By Macy Moore
There are nearly 20 million military veterans and 1.46 million military service members in the United States. As a nation, we celebrate veterans and service members but one aspect of the military is far too often overlooked: the 2 million children of current soldiers and veterans.
Lee Sechrist, a veteran and former army officer founded Gratitude Initiative, a non-profit organization providing essential education programs and scholarships for children of veterans, including those wounded in action.
“As a disabled veteran, I understand that these families have been through so much, and there’s no greater way to honor their service and sacrifice than by providing for their child’s future,” Sechrist says. “The wars in Iraq and Afghanistan have had the most stress on our volunteer force since the 1970s. Their children have been stuck at home, so the families are dealing with challenges, and no one is focusing on the children. That’s where we step in.”
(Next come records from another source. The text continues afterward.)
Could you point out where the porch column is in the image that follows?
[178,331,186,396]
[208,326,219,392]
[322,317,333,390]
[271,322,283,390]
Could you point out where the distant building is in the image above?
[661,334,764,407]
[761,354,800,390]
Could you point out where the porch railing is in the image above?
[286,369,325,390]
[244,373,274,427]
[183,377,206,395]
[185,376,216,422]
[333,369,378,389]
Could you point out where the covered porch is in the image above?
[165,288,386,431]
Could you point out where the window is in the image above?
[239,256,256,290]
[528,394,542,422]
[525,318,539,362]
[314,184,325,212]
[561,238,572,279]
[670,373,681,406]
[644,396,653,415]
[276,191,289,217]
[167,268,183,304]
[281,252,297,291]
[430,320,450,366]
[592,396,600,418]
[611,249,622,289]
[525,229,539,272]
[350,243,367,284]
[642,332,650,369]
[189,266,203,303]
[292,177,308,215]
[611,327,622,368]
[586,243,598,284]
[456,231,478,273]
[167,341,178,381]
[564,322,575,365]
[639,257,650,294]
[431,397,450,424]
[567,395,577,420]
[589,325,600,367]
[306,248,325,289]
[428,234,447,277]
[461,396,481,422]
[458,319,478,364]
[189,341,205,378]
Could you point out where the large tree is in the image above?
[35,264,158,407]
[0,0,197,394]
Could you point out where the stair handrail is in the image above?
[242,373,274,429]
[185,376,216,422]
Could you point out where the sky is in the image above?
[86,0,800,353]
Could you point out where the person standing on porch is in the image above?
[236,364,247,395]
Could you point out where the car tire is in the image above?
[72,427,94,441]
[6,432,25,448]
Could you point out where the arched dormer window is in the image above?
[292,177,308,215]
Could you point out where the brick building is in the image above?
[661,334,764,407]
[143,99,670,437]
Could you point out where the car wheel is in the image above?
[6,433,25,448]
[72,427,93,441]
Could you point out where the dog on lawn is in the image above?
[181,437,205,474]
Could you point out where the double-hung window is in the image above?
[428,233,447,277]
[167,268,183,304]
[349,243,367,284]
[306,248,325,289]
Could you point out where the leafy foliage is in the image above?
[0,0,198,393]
The childhood of those with at least one parent in the military tends to be inconsistent and stressful with the lingering possibility of moving to another location. “One of the key challenges that military children face is that they move a lot,” says Joan Quintana, Advisory Board Member for Gratitude Initiative. “It’s hard moving school to school, finding out where you fit in academically, and there tends to be some academic losses associated with all of those moves.”
Gratitude Initiative provides various education programs, career counseling, college counseling, test preparation, teaching parents about financial aid, online tutoring, and much more. These services are completely free and begin as early as the eighth grade. GI students are put through an online preparatory program, GI College Success Academy, designed to help a student anywhere on the globe where their parents are stationed.
“The goal is that when they apply for colleges, they’ll be such a great academic fit for that school, that they’ll maximize their financial aid opportunities at that school,” says Sechrist. It’s no secret that many students entering college are not college ready; it takes practice to learn proper time management and study skills. As such, GI students are required to take a college readiness course prior to their first college semester.
Gratitude Initiative reaches children worldwide through Skype, phone, and email. “We are using technology in a way that children and families understand,” says Sechrist. “We are centrally located, but there will be live people available to talk whenever needed.”
With a goal to enroll 2,000 kids a year into the academic programs, Gratitude Initiative is well on the way to changing the lives of military children.
“When a student graduates from college, it not only positively affects him or her, but it affects their children and their children’s children, and also has a positive impact on their parents,” says Sechrist. “We like to say it creates a legacy of gratitude.”
Gratitude Initiative Kids Day
In order to raise awareness for the 2 million military children, the House and Texas Senate declared a Gratitude Initiative Kids Day, or GI Kids Day. Held January 27, GI Kids Day took place at the Texas Capital in Austin.